Here's to unity my friends!


VATICAN CITY, MAY 21, 2008 ( - Cardinal Walter Kasper left for Moscow today to take a message from Benedict XVI to Orthodox Patriarch Alexy II of Moscow and All Russia.

Cardinal Kasper, president of the Pontifical Council for Promoting Christian Unity, will be in Russia through May 30. The trip was undertaken at the invitation of Metropolitan Kirill of Smolensk and Kaliningrad, the president of the Department of External Affairs of the Moscow Patriarchate, reported the pontifical council.

The program of the visit includes an inaugural celebration for the feast of Corpus Christi at the Catholic cathedral of the Archdiocese of the Mother of God in Moscow.

The cardinal will be received by Patriarch Alexy II in an encounter during which the cardinal will give him the Pope’s message.

The pontifical council president will also participate in a celebration for the name day of Metropolitan Kirill.

Cardinal Kasper will make a pilgrimage to the Sanctuary of Kazan, to venerate the icon of Our Lady, which he himself brought to Russia in 2004 in the name of Pope John Paul II.

A visit to the monastery of Diveyevo is also scheduled. There, the cardinal will venerate a saint of the Orthodox Church, Seraphim of Sarov, particularly beloved by the Russian people.

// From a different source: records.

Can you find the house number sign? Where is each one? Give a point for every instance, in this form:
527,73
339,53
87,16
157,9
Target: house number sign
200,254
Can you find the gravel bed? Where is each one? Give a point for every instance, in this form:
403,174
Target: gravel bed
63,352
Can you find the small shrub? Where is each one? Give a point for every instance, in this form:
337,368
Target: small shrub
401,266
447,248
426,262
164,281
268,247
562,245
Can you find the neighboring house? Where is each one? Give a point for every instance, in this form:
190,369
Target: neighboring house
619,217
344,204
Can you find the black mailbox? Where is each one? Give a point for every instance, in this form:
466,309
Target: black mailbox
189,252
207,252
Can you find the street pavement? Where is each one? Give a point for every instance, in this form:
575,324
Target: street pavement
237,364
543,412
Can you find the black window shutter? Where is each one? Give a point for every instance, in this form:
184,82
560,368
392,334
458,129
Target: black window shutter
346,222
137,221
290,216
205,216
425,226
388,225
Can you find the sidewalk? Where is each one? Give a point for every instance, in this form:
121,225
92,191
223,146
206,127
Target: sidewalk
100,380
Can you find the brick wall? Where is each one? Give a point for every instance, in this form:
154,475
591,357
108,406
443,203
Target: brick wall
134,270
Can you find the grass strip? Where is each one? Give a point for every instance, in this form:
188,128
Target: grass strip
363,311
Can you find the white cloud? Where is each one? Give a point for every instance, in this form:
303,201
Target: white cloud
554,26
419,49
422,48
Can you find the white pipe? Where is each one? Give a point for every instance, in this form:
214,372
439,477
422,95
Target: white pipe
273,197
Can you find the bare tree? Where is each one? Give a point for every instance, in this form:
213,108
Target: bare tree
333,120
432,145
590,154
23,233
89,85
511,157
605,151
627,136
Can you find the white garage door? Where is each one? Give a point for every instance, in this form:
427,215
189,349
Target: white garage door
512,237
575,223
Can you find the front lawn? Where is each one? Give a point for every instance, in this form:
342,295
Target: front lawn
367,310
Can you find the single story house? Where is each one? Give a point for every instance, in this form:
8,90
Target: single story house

On a related note, has the Catholic-Orthodox Church put forth any sort of official “short list” of theological issue which need to be resolved?



I believe they are trying to tackle the East’s problem with the doctrine of papal infallibility/supremacy. The Filioque has been discussed in past meetings also. I think they should start with Joseph Cardinal Ratzinger’s statements:

Certainly, no one who claims allegiance to Catholic theology can simply declare the doctrine of primacy null and void, especially not if he seeks to understand the objections and evaluates with an open mind the relative weight of what can be determined historically. Nor is it possible, on the other hand, for him to regard as the only possible form and, consequently, as binding on all Christians the form this primacy has taken in the nineteenth and twentieth centuries. The symbolic gestures of Pope Paul VI and, in particular, his kneeling before the representative of the Ecumenical Patriarch were an attempt to express precisely this and, by such signs, to point the way out of the historical impasse.
*[Joseph Ratzinger, Principles of Catholic Theology (San Francisco, CA: Ignatius Press, 1987), p. 198]

Rome must not require more from the East with respect to the doctrine of primacy than had been formulated and was lived in the first millennium.